Les parlementaires divisés
Même les parlementaires sont divisés sur ce dossier. Les multiples réunions tenues entre les groupes parlementaires de la majorité et de l’opposition n’ont pas permis de rapprocher les points de vue. Rappelons que le groupe parlementaire du Parti de la justice et du développement à la Chambre des représentants a même déposé une proposition de loi pour liquider le régime. Une position qui n’est pas partagée par de nombreux parlementaires qui proposent la réforme paramétrique. Mais cette solution risque d’être très douloureuse ou de ne pas être acceptée par certains parlementaires. La réforme paramétrique nécessite, en premier lieu, l’augmentation de l’âge de la perception de la pension de retraite à l’instar de ce qui a été fait pour le régime civile. La pilule ne semble plus difficile à faire avaler pour la plupart des parlementaires comme c’était le cas par le passé en raison de la situation alarmante de la caisse. On parle même de relever cet âge à 65 ans.
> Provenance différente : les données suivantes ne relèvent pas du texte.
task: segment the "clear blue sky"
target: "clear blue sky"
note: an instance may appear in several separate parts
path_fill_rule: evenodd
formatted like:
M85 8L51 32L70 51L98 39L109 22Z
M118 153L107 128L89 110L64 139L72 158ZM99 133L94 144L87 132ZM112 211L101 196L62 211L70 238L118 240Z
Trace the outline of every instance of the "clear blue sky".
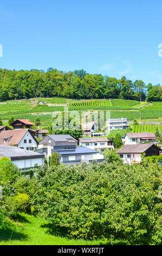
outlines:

Rappelons qu’avant l’épuisement des réserves de la caisse, les anciens parlementaires percevaient la pension de retraite dès la fin de leur mandat parlementaire conformément aux dispositions juridiques actuelles, ce qui a largement contribué à creuser le déficit de la caisse. Le régime est ainsi déficitaire par nature: ceux qui en bénéficient représentent le double de ceux qui cotisent. Pour pouvoir sauver le régime et garantir sa pérennité, il ne suffit pas de relever l’âge; encore faut-il augmenter les cotisations et faire baisser le montant de la pension. Actuellement, la cotisation mensuelle des parlementaires est de 2.900 DH, et le même montant est débloqué par l’État. Certains proposent de relever ces cotisations de 300 DH ou 400 DH. Mais cela va-t-il permettre de régler le problème ? D’après une source interne, l’augmentation de la cotisation proposée n’est pas une solution réaliste car elle est dérisoire et ne permettra pas de sauver le régime si le gouvernement ne met pas la main à la poche. En vue de pérenniser le régime, les cotisations doivent doubler et la pension doit considérablement baisser.

Des solutions juridiques
Les parlementaires actuels dans les deux chambres vont-ils accepter de payer une cotisation de 6.000 voire 7.000 DH par mois pour percevoir un montant inférieur à 5.000 DH à l’âge de la retraite ? Logiquement, il est difficile d’accepter un tel scénario. Certaines voix plaident pour la mise en place d’un régime de retraite plutôt optionnel qu’obligatoire. Mais, encore une fois, sans le soutien financier du gouvernement, cette réforme paramétrique ne pourra pas être mise en place et le Parlement sera dans l’obligation de liquider le régime.

La mission de Habib El Malki n’est pas de tout repos. Le doute plane sur la possibilité d’atteindre le consensus souhaité autour de ce dossier complexe qui divise même la majorité gouvernementale. Des solutions juridiques s’imposent. En effet, quelle que soit la décision qui sera prise, il faut gérer le cas des anciens parlementaires car, en principe, la loi n’est pas rétroactive. Les nouvelles dispositions (liquidation du régime ou réforme paramétrique) ne devraient être appliquées qu’aux futurs «parlementaires retraités», à l’instar de ce qui a été fait pour le régime de la pension civile. 


Mohamed Moubdii
Chef du groupe parlementaire du MP à la Chambre des représentants

Il ne faut pas considérer la pension que perçoivent les parlementaires comme une retraite mais plutôt comme une indemnité ou une récompense après la fin de leur mandat électoral. C’est à l’État d’assumer sa responsabilité en la matière pour renforcer les institutions et leur crédibilité».

Mohamed Achrourou
Chef du groupe parlementaire du PAM à la Chambre des représentants

C’est un dossier qui nécessite le consensus entre les différents groupes parlementaires. Des scénarios ont déjà été élaborés, des propositions de loi déposées. Il faut prendre en considération le cas de nombre d’anciens parlementaires qui vivent une situation très difficile ».